5. Não declarar DASN-SIMEI. Multa mínima de R$ 50 + bloqueio do CNPJ para emissão de novas notas.

6. Exercer atividade não permitida. Trabalhar como designer freelancer formal como MEI hoje é irregular (a categoria foi excluída). Continuar emitindo nota como MEI nessa atividade gera autuação.

7. Não controlar o faturamento mês a mês. Em junho você ainda tem 50k de teto disponível. Em outubro pode estar com 5k. Sem controle ativo, o estouro pega de surpresa.

Boas práticas operacionais

Use app de faturamento que mostre limite acumulado. Não dá para depender do contador para saber se você está em 60% do teto. Um app com painel financeiro por perfil que totaliza o faturamento do ano corrente em tempo real evita o estouro acidental. No InvoiceFlow esse totalizador fica no painel principal de cada perfil.

Configure recorrências de DAS no calendário. Apesar do DAS ter débito automático opcional, muitos MEIs preferem pagar manualmente para ter controle.
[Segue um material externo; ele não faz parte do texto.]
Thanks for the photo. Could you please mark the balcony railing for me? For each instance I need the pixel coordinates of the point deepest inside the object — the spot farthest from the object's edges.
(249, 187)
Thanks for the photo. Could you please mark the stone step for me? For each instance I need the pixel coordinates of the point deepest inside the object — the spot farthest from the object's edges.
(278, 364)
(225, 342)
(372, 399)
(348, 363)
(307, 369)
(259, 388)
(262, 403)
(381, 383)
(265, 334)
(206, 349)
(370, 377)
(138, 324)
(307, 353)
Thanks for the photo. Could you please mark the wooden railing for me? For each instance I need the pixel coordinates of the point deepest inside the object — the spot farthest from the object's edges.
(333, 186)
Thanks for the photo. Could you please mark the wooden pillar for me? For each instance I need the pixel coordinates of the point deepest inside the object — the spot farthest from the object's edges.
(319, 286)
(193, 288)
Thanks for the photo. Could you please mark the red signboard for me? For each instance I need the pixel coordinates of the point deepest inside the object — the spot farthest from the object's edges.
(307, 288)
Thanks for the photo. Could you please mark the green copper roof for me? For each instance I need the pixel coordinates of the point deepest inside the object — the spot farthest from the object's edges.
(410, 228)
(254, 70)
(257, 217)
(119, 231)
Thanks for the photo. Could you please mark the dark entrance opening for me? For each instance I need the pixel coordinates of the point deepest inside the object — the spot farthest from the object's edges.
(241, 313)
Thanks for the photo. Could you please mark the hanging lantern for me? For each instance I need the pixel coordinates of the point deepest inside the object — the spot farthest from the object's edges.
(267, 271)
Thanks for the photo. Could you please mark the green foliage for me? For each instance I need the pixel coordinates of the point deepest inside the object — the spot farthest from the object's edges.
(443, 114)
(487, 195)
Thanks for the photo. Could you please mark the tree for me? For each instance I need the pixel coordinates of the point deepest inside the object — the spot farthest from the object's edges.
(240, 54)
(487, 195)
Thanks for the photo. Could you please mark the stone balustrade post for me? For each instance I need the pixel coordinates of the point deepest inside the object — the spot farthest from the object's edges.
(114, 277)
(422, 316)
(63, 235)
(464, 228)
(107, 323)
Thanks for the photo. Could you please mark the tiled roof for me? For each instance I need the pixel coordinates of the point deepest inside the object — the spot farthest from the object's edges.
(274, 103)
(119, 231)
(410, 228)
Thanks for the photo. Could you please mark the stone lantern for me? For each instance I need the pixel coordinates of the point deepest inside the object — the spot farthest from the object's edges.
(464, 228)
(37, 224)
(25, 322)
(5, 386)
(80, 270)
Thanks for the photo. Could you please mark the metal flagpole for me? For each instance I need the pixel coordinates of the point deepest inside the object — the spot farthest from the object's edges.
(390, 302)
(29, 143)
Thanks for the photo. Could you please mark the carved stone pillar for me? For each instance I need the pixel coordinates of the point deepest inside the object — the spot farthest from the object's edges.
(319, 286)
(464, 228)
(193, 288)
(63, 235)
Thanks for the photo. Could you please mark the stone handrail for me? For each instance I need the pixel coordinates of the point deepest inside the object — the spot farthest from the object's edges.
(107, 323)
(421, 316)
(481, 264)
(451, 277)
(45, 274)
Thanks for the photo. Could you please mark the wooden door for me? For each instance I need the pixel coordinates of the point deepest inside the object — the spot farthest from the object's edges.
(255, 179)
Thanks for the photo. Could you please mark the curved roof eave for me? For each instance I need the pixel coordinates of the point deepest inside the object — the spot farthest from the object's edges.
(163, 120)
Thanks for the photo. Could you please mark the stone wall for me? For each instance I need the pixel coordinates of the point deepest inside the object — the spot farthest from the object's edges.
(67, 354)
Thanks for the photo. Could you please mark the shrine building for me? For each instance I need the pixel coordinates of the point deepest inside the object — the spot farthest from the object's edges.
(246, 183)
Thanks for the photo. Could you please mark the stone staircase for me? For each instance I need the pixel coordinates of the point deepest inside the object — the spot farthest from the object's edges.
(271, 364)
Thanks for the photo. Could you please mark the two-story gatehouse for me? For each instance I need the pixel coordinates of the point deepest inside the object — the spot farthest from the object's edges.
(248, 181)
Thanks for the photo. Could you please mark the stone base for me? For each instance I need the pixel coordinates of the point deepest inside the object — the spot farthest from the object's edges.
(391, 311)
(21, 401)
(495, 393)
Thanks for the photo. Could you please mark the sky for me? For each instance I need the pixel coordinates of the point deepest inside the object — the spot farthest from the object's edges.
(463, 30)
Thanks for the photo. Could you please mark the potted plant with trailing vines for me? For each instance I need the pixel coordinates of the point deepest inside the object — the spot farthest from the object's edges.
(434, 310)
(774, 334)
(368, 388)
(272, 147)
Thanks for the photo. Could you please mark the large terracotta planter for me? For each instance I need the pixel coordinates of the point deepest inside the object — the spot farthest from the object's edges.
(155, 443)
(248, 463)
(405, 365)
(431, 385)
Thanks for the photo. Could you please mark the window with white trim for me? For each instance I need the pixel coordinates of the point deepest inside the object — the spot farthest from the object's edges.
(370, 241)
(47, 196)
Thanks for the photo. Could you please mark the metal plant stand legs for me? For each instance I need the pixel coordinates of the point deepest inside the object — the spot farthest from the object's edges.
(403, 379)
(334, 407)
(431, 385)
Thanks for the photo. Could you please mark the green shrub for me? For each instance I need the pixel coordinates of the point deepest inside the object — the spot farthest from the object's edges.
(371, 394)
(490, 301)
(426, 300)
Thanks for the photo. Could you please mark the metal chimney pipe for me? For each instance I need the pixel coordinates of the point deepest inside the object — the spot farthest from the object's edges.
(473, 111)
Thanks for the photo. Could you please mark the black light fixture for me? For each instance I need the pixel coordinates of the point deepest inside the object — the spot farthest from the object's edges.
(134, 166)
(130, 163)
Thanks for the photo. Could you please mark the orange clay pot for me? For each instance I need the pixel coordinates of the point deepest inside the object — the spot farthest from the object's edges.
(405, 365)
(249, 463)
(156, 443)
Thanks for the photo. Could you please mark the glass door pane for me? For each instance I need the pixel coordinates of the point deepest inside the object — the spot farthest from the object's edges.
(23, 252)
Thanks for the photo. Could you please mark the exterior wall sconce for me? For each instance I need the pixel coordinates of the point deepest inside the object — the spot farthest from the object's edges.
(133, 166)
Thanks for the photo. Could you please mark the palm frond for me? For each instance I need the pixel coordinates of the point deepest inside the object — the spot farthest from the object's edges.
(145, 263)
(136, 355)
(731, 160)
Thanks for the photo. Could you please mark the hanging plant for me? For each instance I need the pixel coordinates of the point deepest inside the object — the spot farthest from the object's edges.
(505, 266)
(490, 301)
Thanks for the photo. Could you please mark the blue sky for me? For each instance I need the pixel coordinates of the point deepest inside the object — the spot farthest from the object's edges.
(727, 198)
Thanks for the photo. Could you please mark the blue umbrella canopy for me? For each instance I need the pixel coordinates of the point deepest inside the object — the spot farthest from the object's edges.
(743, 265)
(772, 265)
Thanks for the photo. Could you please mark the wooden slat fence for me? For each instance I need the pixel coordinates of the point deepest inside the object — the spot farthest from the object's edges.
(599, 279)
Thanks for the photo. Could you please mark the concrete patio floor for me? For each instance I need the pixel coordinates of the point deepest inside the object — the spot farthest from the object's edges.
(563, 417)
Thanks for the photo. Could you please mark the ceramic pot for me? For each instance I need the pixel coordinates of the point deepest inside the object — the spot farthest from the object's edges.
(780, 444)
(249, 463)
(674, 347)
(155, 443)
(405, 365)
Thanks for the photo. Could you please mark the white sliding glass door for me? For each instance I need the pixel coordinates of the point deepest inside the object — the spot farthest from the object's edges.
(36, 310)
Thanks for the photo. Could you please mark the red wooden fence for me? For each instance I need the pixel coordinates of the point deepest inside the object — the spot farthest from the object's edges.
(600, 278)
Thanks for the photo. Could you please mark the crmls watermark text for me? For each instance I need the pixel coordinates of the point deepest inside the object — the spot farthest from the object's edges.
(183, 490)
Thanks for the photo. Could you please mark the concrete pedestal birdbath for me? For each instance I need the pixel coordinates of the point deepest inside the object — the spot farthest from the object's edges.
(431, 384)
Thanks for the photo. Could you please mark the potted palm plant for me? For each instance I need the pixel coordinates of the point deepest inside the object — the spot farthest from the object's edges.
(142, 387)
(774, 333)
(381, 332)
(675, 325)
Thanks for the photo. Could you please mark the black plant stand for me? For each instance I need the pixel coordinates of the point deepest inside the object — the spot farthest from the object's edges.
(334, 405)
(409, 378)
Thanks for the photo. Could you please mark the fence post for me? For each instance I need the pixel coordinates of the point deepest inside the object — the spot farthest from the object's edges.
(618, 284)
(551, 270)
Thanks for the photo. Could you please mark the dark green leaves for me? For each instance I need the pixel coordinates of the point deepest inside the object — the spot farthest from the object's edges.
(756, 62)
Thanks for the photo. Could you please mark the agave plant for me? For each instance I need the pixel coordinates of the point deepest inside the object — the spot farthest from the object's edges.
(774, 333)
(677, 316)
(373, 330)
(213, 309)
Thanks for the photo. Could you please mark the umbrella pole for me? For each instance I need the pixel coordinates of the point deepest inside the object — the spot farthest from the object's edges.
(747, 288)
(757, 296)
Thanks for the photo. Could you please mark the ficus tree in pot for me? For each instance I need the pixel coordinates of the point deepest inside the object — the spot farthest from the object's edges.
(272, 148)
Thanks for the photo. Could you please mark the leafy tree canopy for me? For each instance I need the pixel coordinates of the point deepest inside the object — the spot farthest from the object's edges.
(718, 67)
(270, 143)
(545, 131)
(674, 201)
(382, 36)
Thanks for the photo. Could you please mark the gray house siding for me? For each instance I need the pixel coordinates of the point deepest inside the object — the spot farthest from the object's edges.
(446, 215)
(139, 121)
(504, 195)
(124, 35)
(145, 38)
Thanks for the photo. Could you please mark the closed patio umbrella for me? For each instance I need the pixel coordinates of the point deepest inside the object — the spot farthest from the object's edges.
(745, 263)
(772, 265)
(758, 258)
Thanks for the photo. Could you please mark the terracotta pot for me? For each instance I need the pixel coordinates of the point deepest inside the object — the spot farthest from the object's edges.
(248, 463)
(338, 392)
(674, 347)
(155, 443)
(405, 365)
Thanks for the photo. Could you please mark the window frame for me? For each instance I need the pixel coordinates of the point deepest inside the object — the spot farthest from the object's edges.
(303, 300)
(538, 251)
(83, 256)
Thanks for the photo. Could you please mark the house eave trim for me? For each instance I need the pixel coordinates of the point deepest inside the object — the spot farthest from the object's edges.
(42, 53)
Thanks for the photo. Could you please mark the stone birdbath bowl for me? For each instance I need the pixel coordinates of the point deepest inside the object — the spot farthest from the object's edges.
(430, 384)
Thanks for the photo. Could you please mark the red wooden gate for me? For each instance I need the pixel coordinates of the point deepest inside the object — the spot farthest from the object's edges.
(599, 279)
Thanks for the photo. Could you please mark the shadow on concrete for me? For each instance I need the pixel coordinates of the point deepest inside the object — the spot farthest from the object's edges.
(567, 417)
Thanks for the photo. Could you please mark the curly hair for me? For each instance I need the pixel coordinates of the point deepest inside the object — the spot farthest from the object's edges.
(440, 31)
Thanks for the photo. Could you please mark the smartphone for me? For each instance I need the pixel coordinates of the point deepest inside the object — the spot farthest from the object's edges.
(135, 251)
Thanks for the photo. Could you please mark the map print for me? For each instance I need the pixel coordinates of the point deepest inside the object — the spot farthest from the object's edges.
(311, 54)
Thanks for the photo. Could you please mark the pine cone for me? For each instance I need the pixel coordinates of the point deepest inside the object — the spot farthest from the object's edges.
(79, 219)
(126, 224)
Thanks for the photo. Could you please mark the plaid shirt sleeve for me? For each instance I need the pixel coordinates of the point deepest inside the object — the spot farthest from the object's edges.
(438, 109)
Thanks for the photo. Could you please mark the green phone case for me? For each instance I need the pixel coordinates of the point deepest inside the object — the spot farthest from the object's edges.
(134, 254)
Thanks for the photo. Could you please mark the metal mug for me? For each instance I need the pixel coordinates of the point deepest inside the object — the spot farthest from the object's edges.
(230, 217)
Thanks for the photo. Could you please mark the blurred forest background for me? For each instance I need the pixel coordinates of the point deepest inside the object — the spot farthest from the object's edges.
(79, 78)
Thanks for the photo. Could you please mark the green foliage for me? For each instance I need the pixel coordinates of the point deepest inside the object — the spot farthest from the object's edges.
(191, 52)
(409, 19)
Crie um lembrete recorrente para o dia 18 ou 19 do mês.

Separe conta bancária mesmo sendo MEI. Bancos digitais oferecem conta PJ gratuita para MEI. Movimentar tudo lá facilita conciliação e blinda em caso de auditoria.

Mantenha XML das NFS-e arquivado. A Receita pode pedir até 5 anos depois. O DANFSE em PDF não basta — é o XML que vale.

O MEI sob a Reforma Tributária

A Reforma Tributária (Emenda Constitucional 132/2023) preserva o MEI como categoria especial. Durante a transição (2026-2033), o MEI continuará pagando DAS unificado — o CBS (Contribuição sobre Bens e Serviços) e o IBS (Imposto sobre Bens e Serviços) que substituirão PIS/COFINS/ICMS/ISS serão recolhidos dentro do mesmo DAS, sem aumento de carga para o MEI. O regime sobrevive à Reforma sem mudanças estruturais até 2033.

Quando deixar de ser MEI

Há sinais práticos de que chegou a hora de migrar para Simples Nacional:

A migração para Simples Nacional não é traumática — o CNPJ continua o mesmo, a numeração da NFS-e continua, e há um período de transição administrativo. O que muda é alíquota (que sobe), obrigações (que aumentam, exigindo contador) e teto (que vai para R$ 4,8 milhões).

Conclusão

O MEI é a melhor porta de entrada para a formalização no Brasil. Mas é um regime para um momento específico do negócio — não para sempre. Conhecer o limite, pagar o DAS em dia, emitir nota para PJ, declarar a DASN anualmente e monitorar o faturamento mês a mês são as cinco disciplinas que separam o MEI saudável do MEI inadimplente.